Archive for the ‘The Daily Grind’ Category
Follow my delicious bookmarks!
I’ve been using del.icio.us (now http://delicious.com) for over a year to manage my bookmarks for me. It is essential that I have an online repository for my bookmarks because I often jump to multiple machines and I like to have my bookmarks handy.
I use the official delicious add-on in Firefox to quickly access my delicious bookmarks and to add new bookmarks without even visiting the delicious web site. I usually only visit the web site when I want to manage (remove/edit) my bookmarks.
delicious advertises social bookmarking, which I never really paid much attention to. Just having an online repository for my bookmarks was good enough. But earlier today I was visiting a friends blog and noticed that they also used delicious due to a link on his web site. After clicking on the link I was taken to the delicious page that showed all of his bookmarks. As I looked through the list I noticed that there were a lot of things there that looked interesting to me. I thought, this is sorta like micro-blogging, except with a URL to this person’s favorite sites. It show’s the things he’s interested in and gives me more insight into the project he’s working on.
It then hit me that delicious offers an RSS feed for the links. Just like subscribing to a blog, I subscribed to his links in Google Reader. Now I will automatically get updated with any site he bookmarks. Beautiful!
If you use delicious, let me know cause I want to follow your links too! If you want to follow my links, you can click the link on the sidebar of my blog or just jump to this link here: http://delicious.com/mikefarmer
Starting a new job
I’ve now been working at BYU-Idaho for just over a month. This is a fabulous job and exactly what our family needed after the untimely, but not unexpected, termination of my employment from Sento. I believe that through divine intervention, this job was an answer to prayer and it has worked out on many many levels for us. For that, I am grateful.

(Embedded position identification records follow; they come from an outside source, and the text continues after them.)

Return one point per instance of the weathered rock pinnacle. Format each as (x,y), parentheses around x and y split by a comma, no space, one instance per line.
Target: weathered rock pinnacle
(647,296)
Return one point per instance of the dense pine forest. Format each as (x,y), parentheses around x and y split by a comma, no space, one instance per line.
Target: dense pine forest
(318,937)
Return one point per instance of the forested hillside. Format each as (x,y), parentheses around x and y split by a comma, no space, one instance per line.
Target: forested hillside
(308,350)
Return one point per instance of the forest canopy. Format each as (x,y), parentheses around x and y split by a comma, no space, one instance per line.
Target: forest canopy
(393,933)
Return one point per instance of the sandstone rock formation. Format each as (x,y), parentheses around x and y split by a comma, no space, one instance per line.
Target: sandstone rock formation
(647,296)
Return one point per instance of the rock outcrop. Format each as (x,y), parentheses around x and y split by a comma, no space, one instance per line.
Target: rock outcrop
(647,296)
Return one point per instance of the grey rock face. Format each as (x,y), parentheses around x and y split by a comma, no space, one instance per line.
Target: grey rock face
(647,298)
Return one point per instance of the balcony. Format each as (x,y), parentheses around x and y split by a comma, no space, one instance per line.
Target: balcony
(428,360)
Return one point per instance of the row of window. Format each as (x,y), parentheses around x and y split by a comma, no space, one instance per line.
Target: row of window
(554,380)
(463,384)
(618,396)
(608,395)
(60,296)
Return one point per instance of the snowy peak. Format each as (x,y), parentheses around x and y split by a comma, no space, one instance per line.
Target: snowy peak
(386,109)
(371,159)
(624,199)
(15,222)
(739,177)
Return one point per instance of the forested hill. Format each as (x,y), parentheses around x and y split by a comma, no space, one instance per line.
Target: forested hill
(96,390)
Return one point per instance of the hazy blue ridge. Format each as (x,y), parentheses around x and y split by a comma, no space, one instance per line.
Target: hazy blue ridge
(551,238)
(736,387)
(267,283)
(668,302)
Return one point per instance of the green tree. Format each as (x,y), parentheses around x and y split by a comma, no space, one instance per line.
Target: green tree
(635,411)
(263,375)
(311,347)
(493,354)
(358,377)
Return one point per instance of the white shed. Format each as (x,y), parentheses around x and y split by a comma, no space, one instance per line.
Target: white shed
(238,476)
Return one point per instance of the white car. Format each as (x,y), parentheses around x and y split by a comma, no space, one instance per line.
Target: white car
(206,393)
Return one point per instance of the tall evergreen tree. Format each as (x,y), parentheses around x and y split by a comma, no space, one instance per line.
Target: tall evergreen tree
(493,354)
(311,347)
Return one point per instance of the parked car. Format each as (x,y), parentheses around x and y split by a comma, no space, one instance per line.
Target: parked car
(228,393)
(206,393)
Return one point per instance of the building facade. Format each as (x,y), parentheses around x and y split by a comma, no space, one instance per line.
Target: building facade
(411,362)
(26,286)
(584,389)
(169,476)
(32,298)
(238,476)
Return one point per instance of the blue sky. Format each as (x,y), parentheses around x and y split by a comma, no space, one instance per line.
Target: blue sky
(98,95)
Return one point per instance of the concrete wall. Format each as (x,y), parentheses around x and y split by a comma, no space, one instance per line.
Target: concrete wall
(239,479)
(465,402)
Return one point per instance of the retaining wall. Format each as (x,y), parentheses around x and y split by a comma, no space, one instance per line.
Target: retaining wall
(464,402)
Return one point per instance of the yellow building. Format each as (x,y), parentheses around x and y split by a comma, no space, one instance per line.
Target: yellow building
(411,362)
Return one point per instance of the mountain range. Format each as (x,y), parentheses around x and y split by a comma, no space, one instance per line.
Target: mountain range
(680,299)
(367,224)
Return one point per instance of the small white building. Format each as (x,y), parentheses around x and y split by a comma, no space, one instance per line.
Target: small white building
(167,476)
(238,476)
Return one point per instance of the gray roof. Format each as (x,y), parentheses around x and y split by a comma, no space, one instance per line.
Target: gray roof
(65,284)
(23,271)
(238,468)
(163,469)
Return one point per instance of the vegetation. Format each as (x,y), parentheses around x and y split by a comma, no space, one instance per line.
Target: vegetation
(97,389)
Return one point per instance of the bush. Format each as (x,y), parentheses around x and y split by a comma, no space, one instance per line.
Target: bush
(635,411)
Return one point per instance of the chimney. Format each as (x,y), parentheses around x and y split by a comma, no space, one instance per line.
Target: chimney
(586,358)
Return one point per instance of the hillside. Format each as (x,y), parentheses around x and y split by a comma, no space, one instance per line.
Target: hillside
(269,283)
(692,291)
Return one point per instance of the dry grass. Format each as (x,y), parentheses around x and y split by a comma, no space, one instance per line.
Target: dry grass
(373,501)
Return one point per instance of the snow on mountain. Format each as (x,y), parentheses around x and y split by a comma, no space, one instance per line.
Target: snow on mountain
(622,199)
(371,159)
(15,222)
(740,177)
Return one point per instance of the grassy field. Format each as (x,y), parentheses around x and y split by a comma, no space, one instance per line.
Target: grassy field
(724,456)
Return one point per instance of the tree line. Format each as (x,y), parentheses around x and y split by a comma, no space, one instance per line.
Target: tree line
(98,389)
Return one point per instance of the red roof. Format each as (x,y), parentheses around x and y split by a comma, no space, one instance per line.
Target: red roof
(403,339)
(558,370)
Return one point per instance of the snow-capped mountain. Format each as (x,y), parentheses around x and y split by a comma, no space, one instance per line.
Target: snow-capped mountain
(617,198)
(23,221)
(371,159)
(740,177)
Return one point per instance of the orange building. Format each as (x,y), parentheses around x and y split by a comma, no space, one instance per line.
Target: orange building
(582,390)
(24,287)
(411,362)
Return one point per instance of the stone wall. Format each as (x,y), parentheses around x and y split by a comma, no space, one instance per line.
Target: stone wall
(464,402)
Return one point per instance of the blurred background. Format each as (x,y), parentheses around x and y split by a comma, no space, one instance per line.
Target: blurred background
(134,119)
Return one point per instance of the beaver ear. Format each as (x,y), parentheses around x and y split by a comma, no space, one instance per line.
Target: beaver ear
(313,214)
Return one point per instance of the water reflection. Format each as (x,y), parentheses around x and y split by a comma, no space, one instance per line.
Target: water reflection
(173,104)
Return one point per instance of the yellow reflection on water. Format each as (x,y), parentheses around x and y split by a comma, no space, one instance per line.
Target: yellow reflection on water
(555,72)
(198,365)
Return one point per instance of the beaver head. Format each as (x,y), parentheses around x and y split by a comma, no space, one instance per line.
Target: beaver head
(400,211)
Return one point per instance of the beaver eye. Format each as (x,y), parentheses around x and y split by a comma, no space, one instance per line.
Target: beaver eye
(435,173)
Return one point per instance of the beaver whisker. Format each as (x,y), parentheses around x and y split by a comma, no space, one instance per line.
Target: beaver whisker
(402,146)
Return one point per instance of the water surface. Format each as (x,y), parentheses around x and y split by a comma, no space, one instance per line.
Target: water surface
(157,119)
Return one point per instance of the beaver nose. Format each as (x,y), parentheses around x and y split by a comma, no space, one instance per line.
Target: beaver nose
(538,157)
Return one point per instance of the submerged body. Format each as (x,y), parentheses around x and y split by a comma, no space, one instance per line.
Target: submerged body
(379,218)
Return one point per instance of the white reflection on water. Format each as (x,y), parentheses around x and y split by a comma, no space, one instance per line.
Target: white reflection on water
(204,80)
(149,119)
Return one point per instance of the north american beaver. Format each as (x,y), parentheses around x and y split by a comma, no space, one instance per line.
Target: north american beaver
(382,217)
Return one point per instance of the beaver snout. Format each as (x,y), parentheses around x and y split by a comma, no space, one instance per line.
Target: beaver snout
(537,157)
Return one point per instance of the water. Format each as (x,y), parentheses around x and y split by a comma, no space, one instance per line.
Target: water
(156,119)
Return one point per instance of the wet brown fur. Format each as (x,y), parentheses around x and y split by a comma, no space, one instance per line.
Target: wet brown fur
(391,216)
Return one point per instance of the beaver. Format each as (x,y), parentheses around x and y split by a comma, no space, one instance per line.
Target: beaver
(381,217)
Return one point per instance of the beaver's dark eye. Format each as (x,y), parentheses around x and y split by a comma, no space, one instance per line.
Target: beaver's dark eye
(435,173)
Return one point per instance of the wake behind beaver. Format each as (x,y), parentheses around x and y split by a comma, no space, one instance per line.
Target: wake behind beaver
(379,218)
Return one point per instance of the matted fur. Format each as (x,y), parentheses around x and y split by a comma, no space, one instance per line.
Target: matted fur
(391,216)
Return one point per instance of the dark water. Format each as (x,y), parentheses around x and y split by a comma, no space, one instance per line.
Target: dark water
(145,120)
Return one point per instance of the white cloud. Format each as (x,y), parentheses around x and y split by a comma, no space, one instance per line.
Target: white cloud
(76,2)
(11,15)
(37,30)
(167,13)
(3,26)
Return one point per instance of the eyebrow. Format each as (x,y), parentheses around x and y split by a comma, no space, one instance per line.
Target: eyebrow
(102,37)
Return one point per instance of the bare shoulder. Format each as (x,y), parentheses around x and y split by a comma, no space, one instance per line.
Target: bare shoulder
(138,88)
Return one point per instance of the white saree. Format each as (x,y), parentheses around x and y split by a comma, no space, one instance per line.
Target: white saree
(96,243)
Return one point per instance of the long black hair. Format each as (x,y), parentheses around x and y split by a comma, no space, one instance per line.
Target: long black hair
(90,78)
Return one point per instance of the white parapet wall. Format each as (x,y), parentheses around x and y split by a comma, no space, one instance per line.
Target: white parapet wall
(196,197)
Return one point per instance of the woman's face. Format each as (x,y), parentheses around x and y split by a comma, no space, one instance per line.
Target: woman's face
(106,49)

It hasn’t all been sugar and spice however. I worked at Sento for 8 years and it was really my only real work experience. I learned a lot there, but one major disadvantage is that I only saw one view of the world – a world constantly struggling to stay alive. In that environment, anyone that has the wherewithal and the guts to step up and get things done gets recognized and appreciated. I was really used to that. When stuff needed to get done, you did all you could to do it. Although business politics existed, they were easily surmountable if you were reasonable and presented a good case.
As with any company or organization of the size and scale of BYUI, you just aren’t going to have the freedom to grow, develop, and just plain get things done. The barriers are tall and their roots are deep. Worse yet, the barriers are not always apparent, documented, or well known unless you have been in the company for many many years. Often, I find myself like the proverbial cow bouncing along an electric fence inadvertently getting shocked when all I was trying to do was get some tastier grass.
Learning the culture and unspoken/unwritten boundries of any new job is difficult. Lately, I’ve been trying to bump less into the fence and just be content with the pasture I’m in. I’ve found that I’m less frustrated and generally more happy. So the lesson to be learned here is to work within that you can control, get over the occasional hand slapping, and keep your head down on the work you’ve been given. Trying to be a hero constantly is not always the best approach. The key is to keep your eyes open for opportunities to get that tastier grass, and when they come, take them.